#matrix_completion

On Optimization

Statisticians get their first taste of optimization when they learn about penalized linear regression: \[ \begin{align*} \min_{\beta} \norm{Y - X \beta}_2^2 + \lambda\norm{\beta}_p. \end{align*} \] It turns out that there’s an equivalent formulation (as a constrained minimization) that provides a little more intuition: \[ \begin{align*} \min \norm{Y - X \beta}_2^2 \text{ s.t. } \norm{\beta}_p \leq s, \end{align*} \]

Figure 1: The OG image.

where there is a one-to-one relation between \(\lambda\) and \(s\). This different view provides a geometric interpretation: depending on the geometry induced by the \(l_p\) ball that is the constraint set, you’re going to get different kinds of solutions (see Fig. 1).

Note that the above equivalence is exact only when the loss and the penalty are both convex. In the #matrix_completion setting, with our penalty, this is no longer the case.

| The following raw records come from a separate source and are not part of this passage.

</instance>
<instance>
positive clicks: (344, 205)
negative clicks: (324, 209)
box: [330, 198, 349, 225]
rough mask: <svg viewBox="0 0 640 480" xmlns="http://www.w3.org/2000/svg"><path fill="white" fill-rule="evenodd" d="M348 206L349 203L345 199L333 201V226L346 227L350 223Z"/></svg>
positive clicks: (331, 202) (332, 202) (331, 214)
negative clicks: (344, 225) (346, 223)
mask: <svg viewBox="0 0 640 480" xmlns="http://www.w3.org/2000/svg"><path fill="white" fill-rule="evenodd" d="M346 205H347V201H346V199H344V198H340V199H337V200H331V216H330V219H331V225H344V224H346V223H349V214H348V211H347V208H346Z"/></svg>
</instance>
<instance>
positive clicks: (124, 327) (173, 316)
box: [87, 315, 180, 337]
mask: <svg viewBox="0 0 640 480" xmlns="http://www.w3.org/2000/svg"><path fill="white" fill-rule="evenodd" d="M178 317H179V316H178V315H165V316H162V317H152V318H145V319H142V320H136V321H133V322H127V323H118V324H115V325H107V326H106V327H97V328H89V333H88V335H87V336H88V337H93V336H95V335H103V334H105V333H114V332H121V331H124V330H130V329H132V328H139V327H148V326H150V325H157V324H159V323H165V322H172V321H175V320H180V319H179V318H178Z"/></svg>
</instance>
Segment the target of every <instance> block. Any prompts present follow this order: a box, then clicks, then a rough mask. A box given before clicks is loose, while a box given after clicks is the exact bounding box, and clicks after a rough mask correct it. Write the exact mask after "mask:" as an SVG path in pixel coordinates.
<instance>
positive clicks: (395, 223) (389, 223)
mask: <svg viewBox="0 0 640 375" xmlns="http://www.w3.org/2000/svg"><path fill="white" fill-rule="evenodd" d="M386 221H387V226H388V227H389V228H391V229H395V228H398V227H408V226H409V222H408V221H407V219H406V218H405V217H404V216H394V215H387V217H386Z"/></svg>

The (classical) convex program (Candes and Recht ⊕2009Candes, Emmanuel J, and Benjamin Recht. 2009. “Exact matrix completion via convex optimization.” Foundations of Computational Mathematics 9 (6): 717–72.) is given by: \[ \begin{align*} \min \norm{ W }_\star \text{ s.t. } \norm{ \mathcal{A}(W) - y }_2^2 \leq \epsilon, \end{align*} \] where setting \(\epsilon = 0\) reduces to the noise-less setting. The more recent development using a penalized linear model is given by: \[ \begin{align*} \min_{W} \norm{ \mathcal{A}(W) - y }_2^2 + \lambda \norm{W}_{\star} \end{align*} \] Since they’re both convex, you have equivalence just like for the Lasso.11 I’m pretty sure that people have profitably used this equivalence in this context.

Non-Convex

What happens when we move to non-convex penalties though? Then, I think what you have is a duality gap (I could be wrong). If we use our penalty \(\frac{\norm{W}_{\star}}{\norm{W}_{F}}\), then these two views are no longer equivalent. And here I think actually going back to the penalized loss function gives better results. For one thing, it’s no longer a convex program, amenable to simple solvers.

In our experiments we find that running Adam on this penalized loss function gives great results. My speculation is that this might be the way to solve non-convex programs (I’m sure people have thought about this).